Businessman, statehood bell ringer Derr passes away
Longtime Juneau businessman and Chamber of Commerce luminary Romer Derr passed away yesterday (Thursday) at the age of 75. He’s being remembered not just for his efforts to improve Juneau’s economy, but for his participation in the Capital City’s first ever statehood celebration. Casey Kelly has more.
Romer Derr was 23-years-old when Alaska became a state. President of the Junior Chamber of Commerce at the time, he helped organize a community celebration, where he ended up ringing the statehood bell, even though it wasn’t his job.
“I put together the celebration thing, and I had two girls – one to hold the Alaska flag, one to hold the new US flag. And I had another girl to ring the bell. They got busy at her work and she couldn’t come,” Derr explained in a 2009 KTOO interview. “So they kept saying, ‘Get it done!’ So I kept sending an emissary down there and finally they said, ‘You gotta do it!’ So I did it. So it was strictly an accident that I did it.”
50 years later, Derr rang the bell again at a ceremony marking Alaska’s golden anniversary.
Derr was on the Juneau Chamber of Commerce Board of Directors when Cathie Roemmich was hired as Executive Director. She says the bell story was typical Romer.

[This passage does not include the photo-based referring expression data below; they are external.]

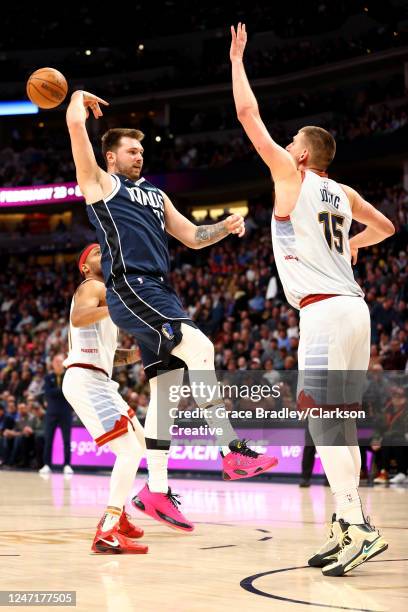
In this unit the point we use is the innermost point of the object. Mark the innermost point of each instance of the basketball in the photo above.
(47, 87)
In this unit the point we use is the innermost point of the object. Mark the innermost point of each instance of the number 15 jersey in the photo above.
(311, 246)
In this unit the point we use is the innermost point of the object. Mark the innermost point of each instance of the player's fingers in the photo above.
(101, 101)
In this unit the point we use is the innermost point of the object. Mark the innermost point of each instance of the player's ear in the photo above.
(110, 157)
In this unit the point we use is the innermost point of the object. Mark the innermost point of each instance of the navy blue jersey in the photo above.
(131, 231)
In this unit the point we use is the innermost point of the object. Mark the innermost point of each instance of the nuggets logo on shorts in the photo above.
(167, 331)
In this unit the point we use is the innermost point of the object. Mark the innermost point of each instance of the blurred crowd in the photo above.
(301, 36)
(44, 164)
(231, 290)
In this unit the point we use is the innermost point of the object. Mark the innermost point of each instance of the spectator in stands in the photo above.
(58, 414)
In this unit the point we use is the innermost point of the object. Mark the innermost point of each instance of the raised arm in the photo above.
(378, 226)
(92, 180)
(89, 305)
(281, 164)
(199, 236)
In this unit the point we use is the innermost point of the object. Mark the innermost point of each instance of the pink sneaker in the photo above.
(242, 462)
(162, 507)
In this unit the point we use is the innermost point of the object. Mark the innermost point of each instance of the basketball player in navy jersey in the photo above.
(310, 236)
(132, 218)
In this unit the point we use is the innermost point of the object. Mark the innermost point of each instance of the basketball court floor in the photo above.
(248, 551)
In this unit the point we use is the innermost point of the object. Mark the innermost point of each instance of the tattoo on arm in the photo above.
(125, 357)
(209, 234)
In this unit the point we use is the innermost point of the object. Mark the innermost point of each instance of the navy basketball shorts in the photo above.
(148, 308)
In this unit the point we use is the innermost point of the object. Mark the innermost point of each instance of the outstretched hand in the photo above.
(235, 224)
(238, 42)
(91, 102)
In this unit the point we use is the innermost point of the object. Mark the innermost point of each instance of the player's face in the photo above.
(129, 158)
(297, 149)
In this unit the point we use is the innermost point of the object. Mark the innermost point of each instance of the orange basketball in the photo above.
(47, 87)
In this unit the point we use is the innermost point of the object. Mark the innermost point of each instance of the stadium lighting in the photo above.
(18, 107)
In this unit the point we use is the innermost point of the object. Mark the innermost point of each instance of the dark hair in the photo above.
(111, 139)
(322, 146)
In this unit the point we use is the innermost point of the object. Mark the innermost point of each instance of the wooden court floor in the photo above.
(248, 551)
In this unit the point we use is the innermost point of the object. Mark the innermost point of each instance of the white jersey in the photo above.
(311, 246)
(93, 345)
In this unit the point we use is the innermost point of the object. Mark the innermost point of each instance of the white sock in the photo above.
(356, 456)
(157, 465)
(128, 453)
(340, 469)
(110, 518)
(348, 506)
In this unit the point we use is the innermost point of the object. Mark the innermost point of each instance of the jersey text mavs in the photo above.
(130, 226)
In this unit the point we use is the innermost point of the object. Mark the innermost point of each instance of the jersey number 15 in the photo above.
(332, 225)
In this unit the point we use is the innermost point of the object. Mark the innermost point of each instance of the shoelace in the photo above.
(244, 450)
(174, 498)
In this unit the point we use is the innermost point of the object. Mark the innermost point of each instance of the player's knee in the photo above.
(125, 445)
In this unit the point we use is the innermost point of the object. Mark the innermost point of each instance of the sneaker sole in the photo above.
(238, 474)
(340, 570)
(159, 519)
(100, 549)
(323, 560)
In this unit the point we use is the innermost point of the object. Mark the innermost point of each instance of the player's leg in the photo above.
(360, 540)
(103, 412)
(317, 343)
(156, 498)
(197, 352)
(51, 423)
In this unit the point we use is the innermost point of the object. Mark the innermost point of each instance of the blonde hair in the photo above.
(321, 144)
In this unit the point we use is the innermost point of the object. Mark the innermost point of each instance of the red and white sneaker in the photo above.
(129, 529)
(163, 507)
(114, 542)
(242, 462)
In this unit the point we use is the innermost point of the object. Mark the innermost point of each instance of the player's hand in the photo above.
(235, 224)
(91, 102)
(238, 42)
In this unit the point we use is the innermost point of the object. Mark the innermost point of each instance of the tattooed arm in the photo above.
(198, 237)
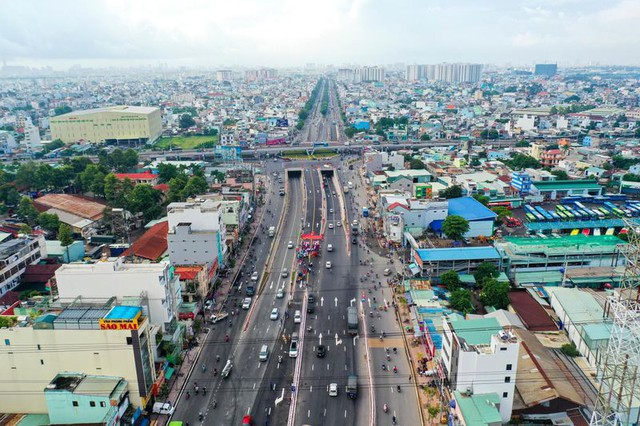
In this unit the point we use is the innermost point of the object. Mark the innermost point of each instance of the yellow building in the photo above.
(94, 340)
(110, 124)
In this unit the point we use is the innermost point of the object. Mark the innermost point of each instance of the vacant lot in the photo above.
(187, 142)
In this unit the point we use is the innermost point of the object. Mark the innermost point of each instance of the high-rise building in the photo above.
(416, 72)
(546, 69)
(100, 125)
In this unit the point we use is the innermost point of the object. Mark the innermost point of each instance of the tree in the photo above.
(560, 174)
(186, 121)
(485, 270)
(451, 279)
(65, 238)
(455, 227)
(416, 164)
(495, 293)
(460, 300)
(145, 199)
(454, 191)
(48, 221)
(26, 210)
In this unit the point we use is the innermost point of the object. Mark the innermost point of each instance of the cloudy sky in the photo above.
(61, 33)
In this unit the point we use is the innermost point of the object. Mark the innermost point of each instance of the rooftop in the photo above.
(566, 184)
(480, 409)
(463, 253)
(470, 209)
(476, 331)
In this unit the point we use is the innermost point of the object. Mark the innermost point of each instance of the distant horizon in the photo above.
(288, 34)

“Just get out of the way, this needs to be done,” she says.
Roemmich calls Derr both a colleague and a friend, and says the Chamber wouldn’t be what it is today without him.
“I think his father was one of the founders of our chamber, which is the second oldest in the State of Alaska,” Roemmich says. “There was even a time when the chamber struggled here in Juneau and Romer actually paid the staff out of his own pocket. That’s how important the chamber of commerce and the organization was to Romer.”
Derr owned Harri Plumbing and Heating in Juneau for many years.
Former chamber president Chuck Collins served with him on the chamber board and says it’s impossible to think of Juneau without him.
“I don’t think the Juneau business community would be the Juneau business community that it is without Romer and his dealings here,” says Collins. “You know, Romer was one of those guys, he didn’t mind telling you how he felt, whether you made him happy or not so happy.”
Derr apparently died of a heart attack. He’s survived by his wife Laraine, two daughters, two grandson, and five great grandchildren. He’s preceded in death by a son, and his first wife, Carole. Services will be held Tuesday at Chapel by the Lake.